The findings, to be published Thursday in The New England Journal of Medicine, do not explain why the effect occurs. Researchers say it may be a combination of genetic predispositions to being heavy and environments that encourage overeating in those prone to it. But the results do provide a possible explanation for why efforts to help children lose weight have often had disappointing results. The steps may have aimed too broadly at all schoolchildren, rather than starting before children enrolled in kindergarten and concentrating on those who were already fat at very young ages.
Previous studies established how many children were fat at each age but not whether their weight changed as they grew up.

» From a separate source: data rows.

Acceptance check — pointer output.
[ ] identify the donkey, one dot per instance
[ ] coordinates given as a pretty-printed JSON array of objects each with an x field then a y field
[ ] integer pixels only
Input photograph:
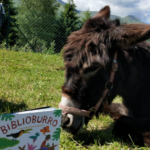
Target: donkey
[{"x": 102, "y": 60}]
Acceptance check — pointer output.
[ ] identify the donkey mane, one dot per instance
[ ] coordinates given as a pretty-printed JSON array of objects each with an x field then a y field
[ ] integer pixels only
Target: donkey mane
[
  {"x": 88, "y": 57},
  {"x": 86, "y": 45}
]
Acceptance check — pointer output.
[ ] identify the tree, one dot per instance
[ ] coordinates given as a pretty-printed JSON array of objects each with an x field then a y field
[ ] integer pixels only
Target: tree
[
  {"x": 36, "y": 20},
  {"x": 66, "y": 24},
  {"x": 87, "y": 15},
  {"x": 3, "y": 29}
]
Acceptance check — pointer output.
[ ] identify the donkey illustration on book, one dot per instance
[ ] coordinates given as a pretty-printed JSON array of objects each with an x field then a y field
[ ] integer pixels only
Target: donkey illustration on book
[{"x": 102, "y": 60}]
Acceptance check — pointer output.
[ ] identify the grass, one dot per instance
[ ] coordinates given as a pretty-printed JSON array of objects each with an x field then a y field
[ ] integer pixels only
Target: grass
[{"x": 29, "y": 80}]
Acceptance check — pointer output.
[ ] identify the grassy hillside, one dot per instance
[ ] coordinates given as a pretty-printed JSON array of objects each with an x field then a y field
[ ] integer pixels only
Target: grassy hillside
[
  {"x": 127, "y": 19},
  {"x": 31, "y": 80}
]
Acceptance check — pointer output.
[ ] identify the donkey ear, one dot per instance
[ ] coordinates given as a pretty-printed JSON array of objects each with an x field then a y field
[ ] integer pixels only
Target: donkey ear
[
  {"x": 131, "y": 34},
  {"x": 103, "y": 13}
]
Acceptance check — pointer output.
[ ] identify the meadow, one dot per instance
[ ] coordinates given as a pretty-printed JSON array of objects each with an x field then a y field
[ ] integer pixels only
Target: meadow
[{"x": 31, "y": 80}]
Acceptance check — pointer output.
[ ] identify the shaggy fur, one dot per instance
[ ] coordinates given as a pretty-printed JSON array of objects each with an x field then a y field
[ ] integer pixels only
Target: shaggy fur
[{"x": 88, "y": 59}]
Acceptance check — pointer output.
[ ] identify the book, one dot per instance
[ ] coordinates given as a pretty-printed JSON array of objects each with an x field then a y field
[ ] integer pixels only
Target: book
[{"x": 37, "y": 129}]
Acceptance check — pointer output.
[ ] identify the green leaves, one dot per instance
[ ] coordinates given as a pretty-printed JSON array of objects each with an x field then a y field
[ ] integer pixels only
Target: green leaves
[
  {"x": 56, "y": 135},
  {"x": 7, "y": 117},
  {"x": 57, "y": 113}
]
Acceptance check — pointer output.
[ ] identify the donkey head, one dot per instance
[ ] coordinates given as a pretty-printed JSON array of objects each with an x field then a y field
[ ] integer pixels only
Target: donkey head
[{"x": 88, "y": 58}]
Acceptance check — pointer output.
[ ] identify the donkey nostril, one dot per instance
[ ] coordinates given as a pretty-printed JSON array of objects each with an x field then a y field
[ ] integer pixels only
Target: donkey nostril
[{"x": 67, "y": 90}]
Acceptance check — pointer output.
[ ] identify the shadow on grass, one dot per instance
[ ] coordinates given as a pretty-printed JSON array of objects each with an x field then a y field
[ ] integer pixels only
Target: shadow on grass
[
  {"x": 11, "y": 107},
  {"x": 99, "y": 137}
]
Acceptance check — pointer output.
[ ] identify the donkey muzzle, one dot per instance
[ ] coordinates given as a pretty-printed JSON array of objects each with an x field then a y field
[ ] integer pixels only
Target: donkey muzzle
[{"x": 72, "y": 123}]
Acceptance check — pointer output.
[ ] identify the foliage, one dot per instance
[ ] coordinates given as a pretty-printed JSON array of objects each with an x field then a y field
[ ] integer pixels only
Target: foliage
[
  {"x": 66, "y": 23},
  {"x": 56, "y": 135},
  {"x": 57, "y": 113},
  {"x": 6, "y": 143},
  {"x": 6, "y": 117},
  {"x": 36, "y": 19},
  {"x": 87, "y": 15},
  {"x": 3, "y": 29},
  {"x": 50, "y": 50}
]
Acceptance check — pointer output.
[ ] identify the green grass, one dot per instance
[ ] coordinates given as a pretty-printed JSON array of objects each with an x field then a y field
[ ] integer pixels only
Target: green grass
[{"x": 29, "y": 80}]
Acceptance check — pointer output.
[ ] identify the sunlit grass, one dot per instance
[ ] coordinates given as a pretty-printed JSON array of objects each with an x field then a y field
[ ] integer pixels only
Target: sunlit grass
[{"x": 32, "y": 80}]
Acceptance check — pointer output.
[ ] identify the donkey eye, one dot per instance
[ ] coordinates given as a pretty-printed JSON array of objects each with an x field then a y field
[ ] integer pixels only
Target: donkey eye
[{"x": 90, "y": 71}]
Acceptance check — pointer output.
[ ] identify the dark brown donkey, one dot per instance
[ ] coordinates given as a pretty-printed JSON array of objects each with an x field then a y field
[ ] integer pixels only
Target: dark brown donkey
[{"x": 92, "y": 83}]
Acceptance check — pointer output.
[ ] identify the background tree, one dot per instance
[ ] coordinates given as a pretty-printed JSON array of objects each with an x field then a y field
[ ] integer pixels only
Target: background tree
[
  {"x": 67, "y": 22},
  {"x": 36, "y": 19},
  {"x": 3, "y": 29}
]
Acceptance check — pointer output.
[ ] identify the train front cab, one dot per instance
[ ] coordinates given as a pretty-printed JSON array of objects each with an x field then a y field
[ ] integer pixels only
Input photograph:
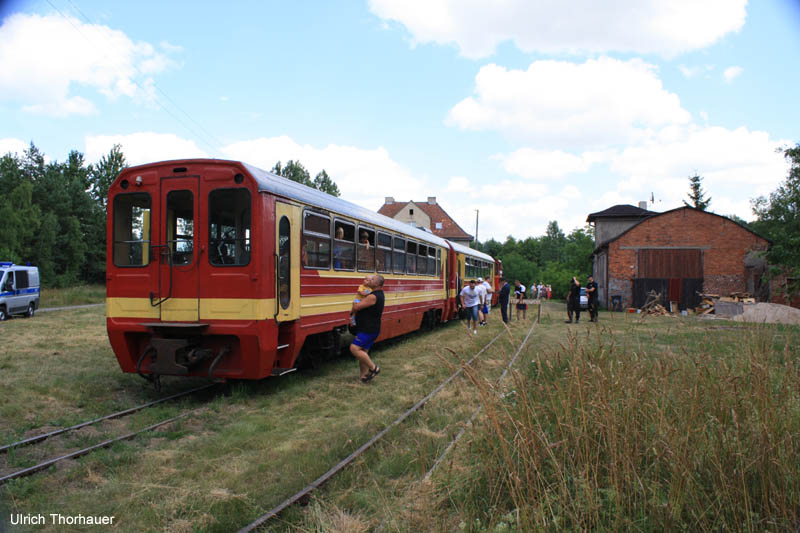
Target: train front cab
[{"x": 189, "y": 253}]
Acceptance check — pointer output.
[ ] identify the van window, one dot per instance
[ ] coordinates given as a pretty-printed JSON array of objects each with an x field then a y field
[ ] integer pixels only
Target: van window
[
  {"x": 132, "y": 230},
  {"x": 229, "y": 232}
]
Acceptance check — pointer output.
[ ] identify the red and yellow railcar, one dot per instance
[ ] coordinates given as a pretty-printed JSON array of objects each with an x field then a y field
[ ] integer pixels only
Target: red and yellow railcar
[{"x": 216, "y": 268}]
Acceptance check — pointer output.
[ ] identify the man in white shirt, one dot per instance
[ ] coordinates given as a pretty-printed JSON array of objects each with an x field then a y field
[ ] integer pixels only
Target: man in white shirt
[
  {"x": 487, "y": 303},
  {"x": 482, "y": 291},
  {"x": 470, "y": 299}
]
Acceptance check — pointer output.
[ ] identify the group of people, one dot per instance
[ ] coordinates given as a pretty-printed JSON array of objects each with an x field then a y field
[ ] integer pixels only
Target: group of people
[{"x": 476, "y": 299}]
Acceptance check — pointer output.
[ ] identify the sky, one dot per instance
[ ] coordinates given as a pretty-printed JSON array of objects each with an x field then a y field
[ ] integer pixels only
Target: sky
[{"x": 527, "y": 111}]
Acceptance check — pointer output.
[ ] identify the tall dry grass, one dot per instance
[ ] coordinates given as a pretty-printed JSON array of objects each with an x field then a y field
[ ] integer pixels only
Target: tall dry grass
[{"x": 598, "y": 436}]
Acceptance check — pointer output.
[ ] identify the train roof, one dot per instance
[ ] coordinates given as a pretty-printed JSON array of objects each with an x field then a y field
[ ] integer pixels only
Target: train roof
[
  {"x": 272, "y": 183},
  {"x": 460, "y": 248}
]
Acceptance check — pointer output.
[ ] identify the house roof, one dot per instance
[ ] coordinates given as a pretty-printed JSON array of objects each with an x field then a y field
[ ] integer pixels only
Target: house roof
[
  {"x": 654, "y": 215},
  {"x": 450, "y": 229},
  {"x": 621, "y": 211}
]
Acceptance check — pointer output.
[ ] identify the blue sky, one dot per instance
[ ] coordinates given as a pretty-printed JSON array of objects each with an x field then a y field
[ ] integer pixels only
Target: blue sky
[{"x": 528, "y": 111}]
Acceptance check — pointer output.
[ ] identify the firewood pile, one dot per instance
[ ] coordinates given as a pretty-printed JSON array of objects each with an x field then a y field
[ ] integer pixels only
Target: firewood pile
[{"x": 707, "y": 300}]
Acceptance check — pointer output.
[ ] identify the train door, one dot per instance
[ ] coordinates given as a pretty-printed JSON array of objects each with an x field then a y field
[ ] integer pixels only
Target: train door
[
  {"x": 287, "y": 261},
  {"x": 178, "y": 281}
]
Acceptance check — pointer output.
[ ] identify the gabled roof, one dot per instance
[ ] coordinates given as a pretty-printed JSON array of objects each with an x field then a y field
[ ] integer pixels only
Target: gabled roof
[
  {"x": 654, "y": 215},
  {"x": 621, "y": 211},
  {"x": 450, "y": 229}
]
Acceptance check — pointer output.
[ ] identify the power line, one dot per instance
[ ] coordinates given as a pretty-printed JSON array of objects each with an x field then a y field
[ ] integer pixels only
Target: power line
[{"x": 203, "y": 136}]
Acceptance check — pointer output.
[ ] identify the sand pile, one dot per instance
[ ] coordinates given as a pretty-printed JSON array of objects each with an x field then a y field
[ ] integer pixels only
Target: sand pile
[{"x": 769, "y": 313}]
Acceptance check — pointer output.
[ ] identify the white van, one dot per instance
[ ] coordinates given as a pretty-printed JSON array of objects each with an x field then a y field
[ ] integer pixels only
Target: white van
[{"x": 19, "y": 290}]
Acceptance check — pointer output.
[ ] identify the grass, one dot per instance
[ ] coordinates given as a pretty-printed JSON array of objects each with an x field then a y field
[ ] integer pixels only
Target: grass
[
  {"x": 79, "y": 295},
  {"x": 633, "y": 424}
]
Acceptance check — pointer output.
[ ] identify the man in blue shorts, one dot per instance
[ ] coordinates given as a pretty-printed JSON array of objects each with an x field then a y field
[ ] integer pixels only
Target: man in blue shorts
[
  {"x": 368, "y": 313},
  {"x": 470, "y": 299}
]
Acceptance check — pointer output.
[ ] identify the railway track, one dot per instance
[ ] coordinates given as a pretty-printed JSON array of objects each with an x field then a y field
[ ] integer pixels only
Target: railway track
[
  {"x": 300, "y": 495},
  {"x": 105, "y": 444}
]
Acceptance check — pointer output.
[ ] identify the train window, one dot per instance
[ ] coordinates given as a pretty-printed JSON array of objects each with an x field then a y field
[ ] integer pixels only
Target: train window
[
  {"x": 316, "y": 241},
  {"x": 229, "y": 227},
  {"x": 366, "y": 249},
  {"x": 180, "y": 226},
  {"x": 422, "y": 259},
  {"x": 132, "y": 230},
  {"x": 399, "y": 257},
  {"x": 383, "y": 253},
  {"x": 284, "y": 262},
  {"x": 344, "y": 245},
  {"x": 411, "y": 250}
]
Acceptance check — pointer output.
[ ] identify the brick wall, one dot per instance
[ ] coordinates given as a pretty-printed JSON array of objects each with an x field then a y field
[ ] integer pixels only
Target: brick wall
[{"x": 724, "y": 244}]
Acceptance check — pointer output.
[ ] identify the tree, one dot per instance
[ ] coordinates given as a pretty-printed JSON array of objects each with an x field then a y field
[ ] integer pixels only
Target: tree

“It is almost as if, if you can make it to kindergarten without the weight, your chances are immensely better” said Dr. Jeffrey P. Koplan, the vice president of the Emory Global Health Institute in Atlanta, who was not associated with the new study.
Steven L. Gortmaker, a professor at the Harvard School of Public Health, said he saw a bright side to the findings. Young children, he said, can cross a line between being fat or normal weight by gaining or losing just a few pounds. For adults, it can be 20 to 30 pounds, or even 40 to 50 pounds. “It can take a long time to turn that around,” said Gortmaker, who wrote an editorial accompanying the new study.